I'm just trying to throw out a few other ideas on how to solve the
exportation problem.

On Fri, Feb 21, 2020, 8:45 AM Durity, Sean R 
wrote:

> I would also push for something besides a full refresh, if at all
> possible. It feels like a waste of resources to me – and not predictably
> scalable. Suggestions: use a queue to send writes to both systems. If the
> downstream system doesn’t handle TTL, perhaps set an expiration date and a
> purge query on the downstream target.
>
>
>
> If you have to do the full refresh, perhaps a Spark job would be a decent
> solution.
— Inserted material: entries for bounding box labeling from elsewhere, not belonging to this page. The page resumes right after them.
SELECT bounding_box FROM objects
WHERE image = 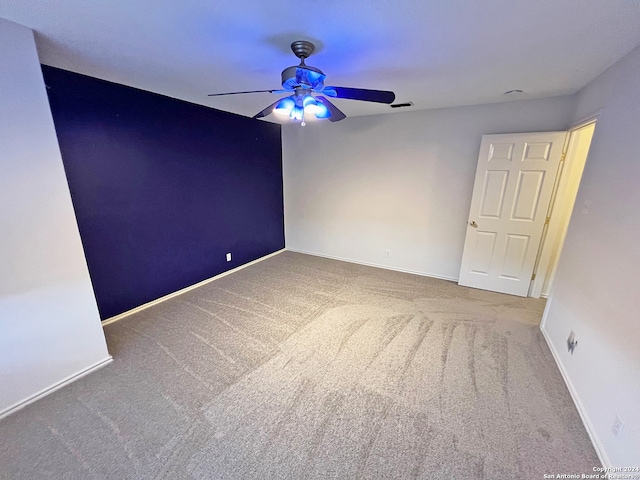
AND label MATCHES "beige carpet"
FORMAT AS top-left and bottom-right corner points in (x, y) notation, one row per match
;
(0, 252), (599, 480)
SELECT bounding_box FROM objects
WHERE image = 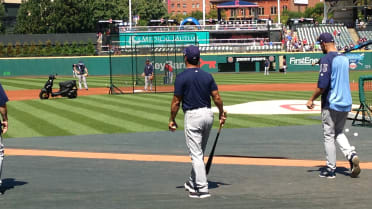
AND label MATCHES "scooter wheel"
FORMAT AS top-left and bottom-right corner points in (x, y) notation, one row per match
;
(67, 91), (77, 99)
(39, 91), (49, 99)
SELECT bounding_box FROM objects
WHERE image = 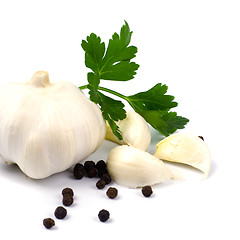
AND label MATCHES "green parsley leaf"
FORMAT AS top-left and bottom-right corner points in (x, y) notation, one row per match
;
(141, 110), (189, 136)
(80, 21), (189, 140)
(82, 22), (139, 81)
(126, 83), (177, 112)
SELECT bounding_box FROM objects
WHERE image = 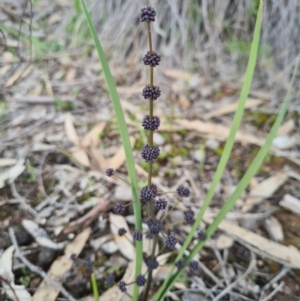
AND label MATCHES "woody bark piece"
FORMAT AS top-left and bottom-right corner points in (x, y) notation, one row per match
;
(32, 228), (91, 301)
(63, 201), (111, 234)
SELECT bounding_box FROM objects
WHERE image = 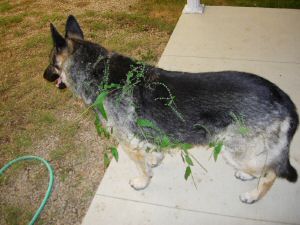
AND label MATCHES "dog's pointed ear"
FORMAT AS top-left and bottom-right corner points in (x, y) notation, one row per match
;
(65, 15), (83, 40)
(50, 23), (67, 50)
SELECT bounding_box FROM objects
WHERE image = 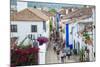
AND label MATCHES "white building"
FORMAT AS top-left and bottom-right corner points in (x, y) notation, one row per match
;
(11, 8), (49, 44)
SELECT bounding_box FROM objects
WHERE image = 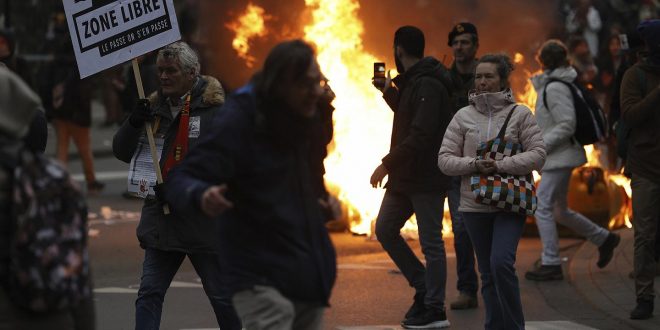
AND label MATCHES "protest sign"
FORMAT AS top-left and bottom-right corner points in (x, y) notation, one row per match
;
(63, 0), (181, 78)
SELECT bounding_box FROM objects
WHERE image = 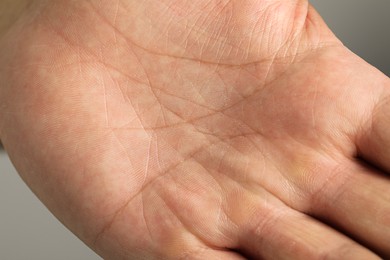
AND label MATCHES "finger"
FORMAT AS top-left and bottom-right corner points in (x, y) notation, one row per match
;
(238, 206), (379, 259)
(229, 190), (379, 259)
(310, 162), (390, 257)
(356, 84), (390, 172)
(178, 247), (246, 260)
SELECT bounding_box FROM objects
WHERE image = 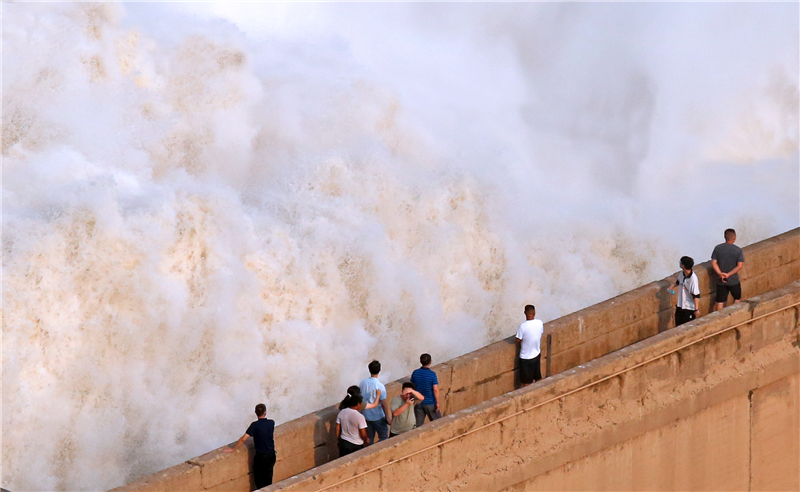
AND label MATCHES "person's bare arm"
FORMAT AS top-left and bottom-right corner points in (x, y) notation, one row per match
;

I would probably create a separate DC (with a lower replication
> factor and smaller number of nodes) just to handle the analytical/unload
> kind of workload (if the other functions of the cluster might be impacted
> by the unload).
>
>
>
> DSBulk from DataStax is very fast and scriptable, too.
>
>
>
> Sean Durity – Staff Systems Engineer, Cassandra
>
>
>
> *From:* JOHN, BIBIN 
> *Sent:* Wednesday, February 19, 2020 5:25 PM
> *To:* user@cassandra.apache.org
> *Subject:* [EXTERNAL] RE: Mechanism to Bulk Export from Cassandra on
> daily Basis
>
>
>
> Thank you for suggestion. Full refresh is currently designed because with
> delta we cannot identify what got deleted. So downstreams prefer full data
> everyday.
>
>
>
>
>
> Thanks
>
> Bibin John
>
>
>
> *From:* Reid Pinchback 
> *Sent:* Wednesday, February 19, 2020 3:14 PM
> *To:* user@cassandra.apache.org
> *Subject:* Re: Mechanism to Bulk Export from Cassandra on daily Basis
>
>
>
> To the question of ‘best approach’, so far the comments have been about
> alternatives in tools.
>
>
>
> Another axis you might want to consider is from the data model viewpoint.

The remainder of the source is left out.